Virally expressed hCCL20 or mGM-CSF enhances MVA-specific CD8⁺ T-cell and antibody responses following single-dose vaccination in mice. Mice were immunized i.p. with MVA, MVA-NP-hCCL20, MVA-NP-mGM-CSF, or PBS. (A) Representative MVA-specific CD8⁺ and CD4⁺ T-cell responses at 7 dpi from individual mice within each experimental group. IFN-γ-producing MVA-specific CD8⁺ and CD4⁺ T cells were detected via flow cytometry following stimulation with MVA-infected A20 cells. The frequencies of MVA-specific CD8⁺ and CD4⁺ T cells are expressed as percentages of total CD8α⁺ or CD4⁺ splenocytes, respectively. The negative control is the naïve group, and the positive control is the group immunized with MVA. (B) Frequencies of MVA-specific CD8⁺ and CD4⁺ T cells (note different scales) were determined at 7 dpi in two independent experiments. The symbols denote values determined for individual mice, and the horizontal bars denote the group means. Nonparametric ANOVAs (Kruskal-Wallis tests) were performed to compare CD8⁺ or CD4⁺ T-cell responses between all immunization groups. (C) MVA-specific serum antibody titers were determined by ELISA at 7 days (n = 10 mice per group) and 30 days (n = 5 mice per group) following immunization with the indicated virus.
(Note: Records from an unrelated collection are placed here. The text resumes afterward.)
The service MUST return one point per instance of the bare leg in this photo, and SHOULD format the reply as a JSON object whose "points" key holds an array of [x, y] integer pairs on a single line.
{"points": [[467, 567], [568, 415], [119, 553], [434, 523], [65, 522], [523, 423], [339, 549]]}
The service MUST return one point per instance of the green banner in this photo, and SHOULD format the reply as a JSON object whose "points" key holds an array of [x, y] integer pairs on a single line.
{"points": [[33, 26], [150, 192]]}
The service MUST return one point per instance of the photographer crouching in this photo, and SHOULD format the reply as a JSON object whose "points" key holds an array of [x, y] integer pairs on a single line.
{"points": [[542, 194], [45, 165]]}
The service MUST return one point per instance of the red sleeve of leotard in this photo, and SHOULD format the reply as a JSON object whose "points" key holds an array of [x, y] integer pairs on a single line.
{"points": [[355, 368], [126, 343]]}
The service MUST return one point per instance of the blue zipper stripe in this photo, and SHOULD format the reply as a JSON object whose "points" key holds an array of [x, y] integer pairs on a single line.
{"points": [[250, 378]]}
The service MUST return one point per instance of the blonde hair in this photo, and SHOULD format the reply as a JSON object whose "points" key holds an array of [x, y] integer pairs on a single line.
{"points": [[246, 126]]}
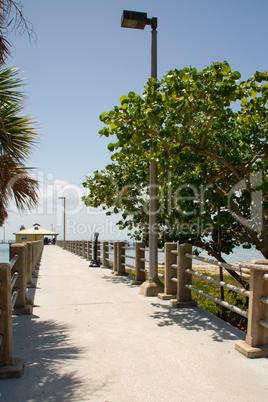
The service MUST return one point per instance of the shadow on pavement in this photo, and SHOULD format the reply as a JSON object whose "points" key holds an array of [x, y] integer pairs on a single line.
{"points": [[196, 319], [47, 352]]}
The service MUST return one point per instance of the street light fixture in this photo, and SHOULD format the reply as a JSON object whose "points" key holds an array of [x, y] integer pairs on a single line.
{"points": [[64, 219], [138, 20]]}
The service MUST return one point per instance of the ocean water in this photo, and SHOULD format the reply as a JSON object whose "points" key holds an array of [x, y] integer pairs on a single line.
{"points": [[4, 253], [239, 255]]}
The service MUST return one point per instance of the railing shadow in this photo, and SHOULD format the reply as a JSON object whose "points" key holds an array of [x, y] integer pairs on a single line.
{"points": [[196, 319], [47, 352], [125, 279]]}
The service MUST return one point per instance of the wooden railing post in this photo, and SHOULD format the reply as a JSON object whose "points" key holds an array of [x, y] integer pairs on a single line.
{"points": [[115, 267], [29, 264], [121, 258], [9, 367], [139, 263], [256, 343], [170, 288], [83, 248], [105, 255], [184, 295], [22, 305], [90, 250]]}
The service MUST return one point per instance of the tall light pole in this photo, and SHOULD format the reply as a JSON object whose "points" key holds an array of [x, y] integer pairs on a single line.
{"points": [[138, 20], [64, 218]]}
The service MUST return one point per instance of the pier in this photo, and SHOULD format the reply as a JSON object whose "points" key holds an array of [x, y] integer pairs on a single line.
{"points": [[92, 337]]}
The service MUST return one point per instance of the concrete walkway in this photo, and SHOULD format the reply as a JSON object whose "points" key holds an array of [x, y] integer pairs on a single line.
{"points": [[92, 337]]}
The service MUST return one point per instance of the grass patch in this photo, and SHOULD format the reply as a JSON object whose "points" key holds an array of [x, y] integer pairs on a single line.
{"points": [[229, 296]]}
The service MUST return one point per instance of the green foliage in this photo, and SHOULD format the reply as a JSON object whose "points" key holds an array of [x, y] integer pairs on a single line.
{"points": [[212, 160], [17, 139]]}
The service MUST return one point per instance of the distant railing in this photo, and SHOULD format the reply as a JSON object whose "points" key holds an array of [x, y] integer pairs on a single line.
{"points": [[14, 281]]}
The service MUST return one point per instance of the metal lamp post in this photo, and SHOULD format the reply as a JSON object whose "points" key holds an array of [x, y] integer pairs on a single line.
{"points": [[64, 218], [138, 20]]}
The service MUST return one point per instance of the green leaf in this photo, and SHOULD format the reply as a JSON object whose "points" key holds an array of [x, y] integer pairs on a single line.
{"points": [[244, 102], [253, 93], [110, 147], [123, 99]]}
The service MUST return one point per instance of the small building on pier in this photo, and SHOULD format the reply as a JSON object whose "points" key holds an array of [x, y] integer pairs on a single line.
{"points": [[36, 232]]}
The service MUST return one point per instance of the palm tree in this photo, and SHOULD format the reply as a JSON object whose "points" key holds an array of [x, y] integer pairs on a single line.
{"points": [[12, 19], [17, 139]]}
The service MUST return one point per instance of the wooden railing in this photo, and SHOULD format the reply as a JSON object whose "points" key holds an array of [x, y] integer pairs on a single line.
{"points": [[178, 283], [15, 278]]}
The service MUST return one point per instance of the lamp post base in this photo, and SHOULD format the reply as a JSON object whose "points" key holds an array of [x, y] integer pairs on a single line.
{"points": [[151, 287]]}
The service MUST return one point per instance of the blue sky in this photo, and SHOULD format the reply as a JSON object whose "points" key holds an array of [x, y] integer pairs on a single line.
{"points": [[83, 61]]}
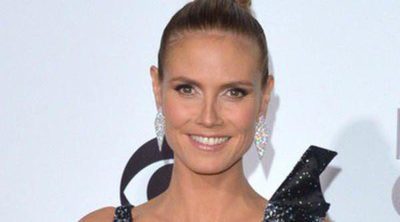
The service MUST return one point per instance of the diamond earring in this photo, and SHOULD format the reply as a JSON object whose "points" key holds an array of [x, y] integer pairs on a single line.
{"points": [[261, 136], [159, 125]]}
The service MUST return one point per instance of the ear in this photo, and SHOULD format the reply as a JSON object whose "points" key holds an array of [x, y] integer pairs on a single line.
{"points": [[156, 85], [266, 95]]}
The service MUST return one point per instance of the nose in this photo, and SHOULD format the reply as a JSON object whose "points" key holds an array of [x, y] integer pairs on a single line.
{"points": [[209, 115]]}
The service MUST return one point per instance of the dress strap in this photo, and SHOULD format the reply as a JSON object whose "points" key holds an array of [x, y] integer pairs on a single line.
{"points": [[123, 213], [300, 198]]}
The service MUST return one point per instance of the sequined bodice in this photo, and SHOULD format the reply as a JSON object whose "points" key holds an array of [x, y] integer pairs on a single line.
{"points": [[299, 198]]}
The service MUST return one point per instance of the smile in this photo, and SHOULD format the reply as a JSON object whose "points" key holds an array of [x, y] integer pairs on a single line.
{"points": [[209, 143]]}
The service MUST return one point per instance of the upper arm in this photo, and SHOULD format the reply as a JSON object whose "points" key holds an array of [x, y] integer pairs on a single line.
{"points": [[105, 214]]}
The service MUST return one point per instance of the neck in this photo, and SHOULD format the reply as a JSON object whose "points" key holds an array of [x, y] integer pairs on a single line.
{"points": [[199, 197]]}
The median titers, range of values, and P values for pairwise comparisons between groups of mice immunized with MVA-NP-mGM-CSF or MVA-NP-hCCL20 versus MVA using a two-tailed Wilcoxon rank sum test are shown.

FIG. 4.

Cytokine-expressing rMVA vectors do not elicit enhanced boosting of memory CD8⁺ T-cell responses. Mice were immunized with plasmid pCMVNP to prime LCMV-NP-specific CD8⁺ T-cell responses and were boosted 30 days later with MVA-NP, MVA-NP-hCCL20, MVA-NP-mGM-CSF, MVA-NP-hFlt3-L, or PBS (Mock). Frequencies of LCMV-NP-specific CD8⁺ splenocytes were measured at 7 days postboost by MHC-I-tetramer analysis and are expressed as percentages of total CD8α⁺ splenocytes. (A) Representative LCMV-NP_118-126-specific CD8⁺ T-cell responses from individual mice within indicated experimental groups. (B) Summary of LCMV-NP_118-126-specific CD8⁺ T cells measured in two independent experiments. Data points represent values derived from individual mice, and the bars denote the group means.